Re: [PATCH security-next v4 23/32] selinux: Remove boot parameter
From: John Johansen
Date: Thu Oct 04 2018 - 01:38:47 EST
On 10/03/2018 10:26 AM, Kees Cook wrote:
> On Wed, Oct 3, 2018 at 6:39 AM, Stephen Smalley <sds@xxxxxxxxxxxxx> wrote:
>> On 10/02/2018 07:54 PM, Kees Cook wrote:
>>>
>>> On Tue, Oct 2, 2018 at 4:46 PM, John Johansen
>>> <john.johansen@xxxxxxxxxxxxx> wrote:
>>>>
>>>> On 10/02/2018 04:06 PM, Kees Cook wrote:
>>>>>
>>>>> I think the current proposal (in the other thread) is likely the
>>>>> sanest approach:
>>>>>
>>>>> - Drop CONFIG_SECURITY_SELINUX_BOOTPARAM_VALUE
>>>>> - Drop CONFIG_SECURITY_APPARMOR_BOOTPARAM_VALUE
>>>>> - All enabled LSMs are listed at build-time in CONFIG_LSM_ENABLE
>>>>
>>>>
>>>> Hrrmmm isn't this a Kconfig selectable list, with each built-in LSM
>>>> available to be enabled by default at boot.
>>>
>>>
>>> That's not how I have it currently. It's a comma-separated a string,
>>> including the reserved name "all". The default would just be
>>> "CONFIG_LSM_ENABLE=all". Casey and I wanted this to have a way to
>>> capture new LSMs by default at build-time.
>>>
>>>>> - Boot time enabling for selinux= and apparmor= remain
>>>>> - lsm.enable= is explicit: overrides above and omissions are disabled
>>>>
>>>> wfm
>>>
>>>
>>> Okay, this is closer to v3 than v4. Paul or Stephen, how do you feel
>>> about losing the SELinux bootparam CONFIG? (i.e. CONFIG_LSM_ENABLE
>>> would be replacing its functionality.)
>>
>>
>> I'd like to know how distro kernel maintainers feel about it. They would
>> need to understand that if they were previously setting
>> CONFIG_SECURITY_SELINUX_BOOTPARAM_VALUE to 0 and want to preserve that
>> behavior, then they must set CONFIG_LSM_ENABLE explicitly to a list of
>> security modules (that does not include selinux, of course). In practice,
>
> That's not how it would be done. See below...
>
>> this means that even the distros that choose to build all security modules
>> into their kernels must explicitly set CONFIG_LSM_ENABLE to a specific list
>> of security modules. So no one would use "all" in practice.
>
> This is why I had originally wanted to do CONFIG_LSM_DISABLE. Right
> now, distro kernel maintainers have two ways to trigger enablement:
> via the SELinux and AppArmor BOOTPARAM_VALUE _and_ DEFAULT_SECURITY
> (which is an implicit "enable" for Smack or TOMOYO).

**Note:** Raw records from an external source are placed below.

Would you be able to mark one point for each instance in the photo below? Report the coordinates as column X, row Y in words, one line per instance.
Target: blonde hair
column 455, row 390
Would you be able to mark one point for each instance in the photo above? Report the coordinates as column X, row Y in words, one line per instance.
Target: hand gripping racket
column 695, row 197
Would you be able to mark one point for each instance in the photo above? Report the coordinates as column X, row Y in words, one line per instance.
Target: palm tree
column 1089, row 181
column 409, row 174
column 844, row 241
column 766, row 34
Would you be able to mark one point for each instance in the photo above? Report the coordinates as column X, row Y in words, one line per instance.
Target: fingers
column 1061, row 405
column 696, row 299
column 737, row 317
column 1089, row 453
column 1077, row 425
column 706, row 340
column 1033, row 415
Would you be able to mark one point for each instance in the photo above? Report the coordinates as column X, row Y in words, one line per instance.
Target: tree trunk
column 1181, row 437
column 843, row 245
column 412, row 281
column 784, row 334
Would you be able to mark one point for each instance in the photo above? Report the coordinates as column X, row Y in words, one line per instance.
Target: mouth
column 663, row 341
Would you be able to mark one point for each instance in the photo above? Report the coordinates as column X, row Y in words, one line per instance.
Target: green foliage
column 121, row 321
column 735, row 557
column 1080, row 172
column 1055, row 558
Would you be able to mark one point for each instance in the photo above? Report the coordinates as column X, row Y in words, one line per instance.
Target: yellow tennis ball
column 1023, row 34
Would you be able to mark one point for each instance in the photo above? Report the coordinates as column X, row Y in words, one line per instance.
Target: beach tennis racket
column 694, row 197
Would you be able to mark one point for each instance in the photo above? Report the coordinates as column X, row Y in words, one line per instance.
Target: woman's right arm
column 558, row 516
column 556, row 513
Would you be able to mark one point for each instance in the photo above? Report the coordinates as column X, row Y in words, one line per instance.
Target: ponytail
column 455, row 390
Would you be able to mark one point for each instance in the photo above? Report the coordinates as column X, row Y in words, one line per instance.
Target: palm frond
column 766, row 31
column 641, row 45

All the minors
> are on-if-built. So, really, the BOOTPARAM_VALUEs were only used for
> disabling. Distros would build what they wanted, then use
> DEFAULT_SECURITY for their desired major, and if their
> DEFAULT_SECURITY wasn't SELinux or AppArmor, they'd _also_ have to set
> those BOOTPARAM_VALUEs to 0.
>
> The goal of the series is to split this more cleanly between "enable"
> and "order": the way to handle the LSMs is to enable _everything_ and
> then set the desired init order: the first exclusive "wins". So I *do*
> think the default would be CONFIG_LSM_ENALBE=all, since it's
> CONFIG_LSM_ORDER= that effectively replaces CONFIG_DEFAULT_SECURITY.
>
but distinct of first exclusive (major) will likely be going away
once full lsm stacking land.
> Either a distro builds a very specific subset of LSMs, or they build
> in all LSMs (for the user to choose from). In both cases, they set an
> explicit order, which defines which exclusive LSM get selected.
>
and when lsm stacking lands, that exlusive LSM goes away.
> AppArmor wants to drop BOOTPARAM_VALUE, which make sense, since it's
> even now redundant to CONFIG_DEFAULT_SECURITY. I think it makes sense
> to drop SELinux's BOOTPARAM_VALUE too. The current way to "enable" a
> major LSM is via CONFIG_DEFAULT_SECURITY. No sane distro kernel is
> going to set CONFIG_DEFAULT_SECURITY=selinux and
> CONFIG_SECURITY_SELINUX_BOOTPARAM_VALUE=0. If you wanted no major LSM
> (but still build them all in), you'd set CONFIG_DEFAULT_SECURITY="".